Don’t you just love it when you find yourself holding onto the perfect gift? And better still you unwrap it and it’s all for you???
I’m totally into it… and am thrilled to be on the receiving end of this little perler from my buddy Shoe…
It’s a book. A really old book, older even than me given that it was published in 1959. She bought it on a whim and it has been sitting in her library for a couple of years just waiting on the perfect recipient!!
Me!
Hurrah!
It seems to me only fair in having received such a bounty that I share some of the very important information therein with you. Just in case any of you were thinking of becoming an Australian.
In truth, I’m wishing I had read this BEFORE I signed on the dotted line…
So, this entry, the first extract from this tome of great import, I thought was very timely, given the stirring that’s been going on as a result of recent bloody efforts to sell Australia to the world…
How to Sell Tourism
Just leave it all to the Phascolarctos cinereus.
As you will discover if you study Australian travel publicity overseas, the only reason why American millionaires prefer a long journey to Little Coogee to a little journey to Long Island, or why English milords holiday in Murwillumbah rather than Menton, is because of the irresistible phascinations of the Pfascolarctos C. – which means to you and me “native bear” or “koala”.
Just as Australia, as a whole, lives on the sheep’s back the Australian tourist industry lives on the koala’s back. But the koala (average weight 12lb) has a much smaller back.
This accounts for its worried look.
The relative economic, social, and cultural importance of the koala family is fully recognized on Phillip Island, Victoria where notices on the main road warn motorists to…
New Australians often ask why this rare, anti-social and comparatively insignificant marsupial, rather than the proligerous and impressive kangaroo has come to symbolise the Australian Way of Life on travel-posters, calendars, and Christmas cards.
The reason is that no other living creature large or small, so closely approximates in its private life and social habits to the behaviour of the typical Australian male.
And, of course, only males matter.
While to touch circumspectly on more delicate matters the koala’s love life might well come straight from a Kinsey report on the Sexual Habits of the Australian Male. “The male during the mating season utters a call that has been compared to a harsh cough…”
The name koala comes from an aboriginal word “implying the animal seldom drinks in the wild state”. This of course, is what makes it wild.
Just as it would any decent Australian.
Extract from ! So, you want to be an Australian by Cyril Pearl ©1959 – slightly abridged…
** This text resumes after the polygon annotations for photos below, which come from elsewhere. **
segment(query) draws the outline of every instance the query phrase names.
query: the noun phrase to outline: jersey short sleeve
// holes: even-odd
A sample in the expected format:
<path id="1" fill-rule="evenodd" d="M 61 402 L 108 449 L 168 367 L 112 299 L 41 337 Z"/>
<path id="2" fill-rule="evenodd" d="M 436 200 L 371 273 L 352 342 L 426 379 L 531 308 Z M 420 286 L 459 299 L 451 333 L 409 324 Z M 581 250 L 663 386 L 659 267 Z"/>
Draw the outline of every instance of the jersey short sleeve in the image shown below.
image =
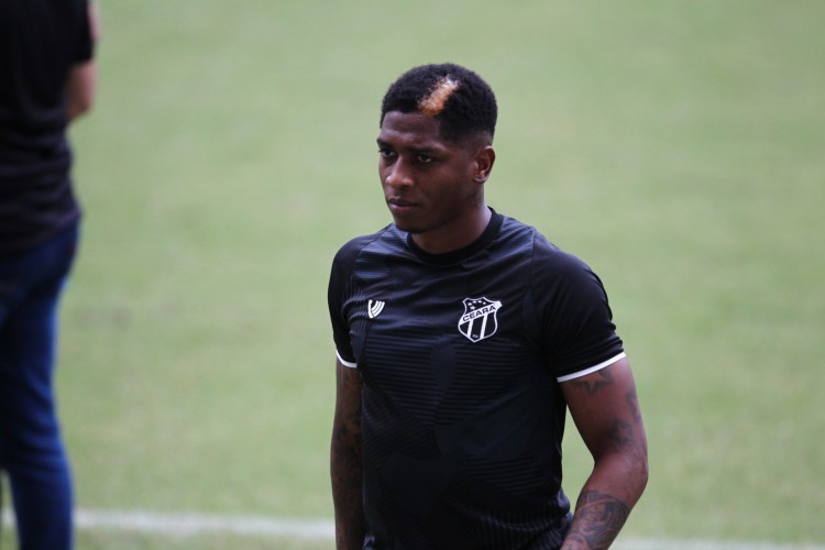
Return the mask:
<path id="1" fill-rule="evenodd" d="M 332 261 L 332 270 L 327 290 L 332 338 L 336 343 L 338 359 L 346 366 L 354 367 L 355 354 L 350 341 L 349 321 L 343 312 L 344 295 L 352 285 L 352 272 L 358 254 L 367 243 L 375 240 L 380 233 L 363 235 L 344 244 Z"/>
<path id="2" fill-rule="evenodd" d="M 584 262 L 537 234 L 532 277 L 548 364 L 559 381 L 624 356 L 602 280 Z"/>

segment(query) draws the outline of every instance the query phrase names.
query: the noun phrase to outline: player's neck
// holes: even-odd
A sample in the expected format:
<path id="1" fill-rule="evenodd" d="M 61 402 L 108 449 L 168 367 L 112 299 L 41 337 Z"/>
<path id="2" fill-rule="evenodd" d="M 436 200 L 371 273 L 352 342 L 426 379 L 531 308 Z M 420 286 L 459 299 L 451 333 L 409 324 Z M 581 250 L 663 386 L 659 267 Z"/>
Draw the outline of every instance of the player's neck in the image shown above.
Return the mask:
<path id="1" fill-rule="evenodd" d="M 432 231 L 415 233 L 413 242 L 428 254 L 447 254 L 471 245 L 487 229 L 493 212 L 482 202 L 454 222 Z"/>

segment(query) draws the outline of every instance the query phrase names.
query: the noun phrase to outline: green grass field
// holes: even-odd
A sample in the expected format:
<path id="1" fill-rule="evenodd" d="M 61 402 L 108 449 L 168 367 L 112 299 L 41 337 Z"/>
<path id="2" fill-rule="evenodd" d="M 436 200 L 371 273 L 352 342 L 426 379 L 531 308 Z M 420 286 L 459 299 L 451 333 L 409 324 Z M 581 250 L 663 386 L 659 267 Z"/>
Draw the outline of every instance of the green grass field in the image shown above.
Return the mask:
<path id="1" fill-rule="evenodd" d="M 331 518 L 329 265 L 389 220 L 386 87 L 452 61 L 498 96 L 488 202 L 610 295 L 651 460 L 622 538 L 825 543 L 825 4 L 99 3 L 58 369 L 79 507 Z M 588 464 L 571 428 L 573 497 Z"/>

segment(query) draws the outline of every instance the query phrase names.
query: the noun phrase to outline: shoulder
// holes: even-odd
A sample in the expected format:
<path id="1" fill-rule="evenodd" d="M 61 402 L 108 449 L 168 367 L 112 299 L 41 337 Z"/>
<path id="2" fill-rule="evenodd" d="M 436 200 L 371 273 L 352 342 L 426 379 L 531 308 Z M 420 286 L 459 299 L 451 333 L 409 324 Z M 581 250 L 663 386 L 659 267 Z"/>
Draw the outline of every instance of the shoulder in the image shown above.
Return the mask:
<path id="1" fill-rule="evenodd" d="M 336 253 L 333 265 L 343 264 L 352 266 L 362 251 L 370 248 L 373 243 L 386 240 L 393 233 L 393 229 L 394 226 L 389 224 L 375 233 L 350 239 Z"/>
<path id="2" fill-rule="evenodd" d="M 534 266 L 541 271 L 559 274 L 590 270 L 581 258 L 562 250 L 538 229 L 515 218 L 504 218 L 501 238 L 505 244 L 528 252 Z"/>

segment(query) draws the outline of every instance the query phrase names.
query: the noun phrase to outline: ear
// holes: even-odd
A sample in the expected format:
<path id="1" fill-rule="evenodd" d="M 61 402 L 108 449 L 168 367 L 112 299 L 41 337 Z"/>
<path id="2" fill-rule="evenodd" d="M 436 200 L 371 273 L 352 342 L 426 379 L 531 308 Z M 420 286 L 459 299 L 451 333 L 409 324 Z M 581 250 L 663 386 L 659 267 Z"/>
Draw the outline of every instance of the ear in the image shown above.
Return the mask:
<path id="1" fill-rule="evenodd" d="M 483 184 L 490 177 L 490 173 L 493 172 L 493 165 L 496 162 L 496 152 L 492 145 L 484 145 L 475 154 L 475 175 L 473 182 L 476 184 Z"/>

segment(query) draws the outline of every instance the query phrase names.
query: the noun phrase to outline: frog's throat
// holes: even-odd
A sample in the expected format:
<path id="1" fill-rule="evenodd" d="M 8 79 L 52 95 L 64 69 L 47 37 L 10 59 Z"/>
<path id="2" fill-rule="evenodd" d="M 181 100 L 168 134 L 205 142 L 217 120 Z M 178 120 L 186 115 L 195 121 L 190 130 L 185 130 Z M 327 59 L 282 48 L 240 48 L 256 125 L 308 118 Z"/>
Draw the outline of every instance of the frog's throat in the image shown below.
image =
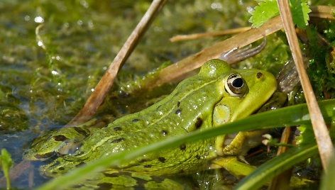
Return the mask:
<path id="1" fill-rule="evenodd" d="M 234 113 L 234 114 L 231 114 L 231 117 L 229 118 L 229 121 L 226 121 L 224 123 L 229 123 L 229 122 L 233 122 L 238 119 L 243 118 L 256 111 L 258 110 L 262 105 L 265 104 L 265 102 L 269 100 L 273 94 L 275 93 L 275 91 L 277 89 L 277 85 L 275 84 L 274 86 L 270 86 L 273 87 L 269 87 L 267 89 L 266 91 L 263 91 L 263 98 L 262 99 L 263 101 L 259 100 L 258 104 L 255 105 L 255 103 L 253 102 L 253 99 L 245 99 L 243 101 L 242 101 L 242 104 L 240 104 L 238 106 L 245 108 L 244 109 L 241 109 L 238 110 L 236 112 Z M 247 95 L 248 96 L 248 95 Z M 214 123 L 213 123 L 214 125 L 216 125 Z M 221 123 L 223 124 L 223 123 Z M 225 155 L 225 152 L 224 152 L 224 149 L 225 147 L 226 147 L 227 143 L 229 142 L 229 141 L 231 142 L 235 142 L 238 143 L 235 143 L 236 146 L 241 145 L 243 142 L 243 140 L 241 139 L 242 138 L 240 137 L 241 134 L 239 134 L 241 133 L 236 133 L 227 135 L 219 135 L 217 136 L 216 140 L 215 140 L 215 149 L 216 154 L 218 155 Z M 236 139 L 236 137 L 239 137 L 241 140 L 237 140 Z M 241 142 L 238 142 L 241 141 Z M 230 144 L 229 144 L 230 145 Z M 228 152 L 229 153 L 229 152 Z"/>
Doesn’t it just make you blush with Australian Pride??
It did me…
Ms. Mac says
Dee, you put me to shame. I was there for 12 years with an Australian husband and Australian children and I was just too damn lazy to become an Aussie myself. But I would never be able to barrack for the Aussies against England in the Ashes so maybe I would have been refused anyway.
deeleea says
Ms Mac, you have the advantage of an Australian husband to [ahem] fall back on… I have no such security and should I ever move back to NZ could well lose the opportunity to have both my options covered…
That’s the REAL reason I did it… shhh
www.wibsite.com/wiblog/misslisa says
I must find another gem by Nino which I have in the archives … "They’re a Weird Mob Mate!" … also truly excellent!
Unordered says
Oh my goodness… I guess Aussie humour has changed a bit in 50 years.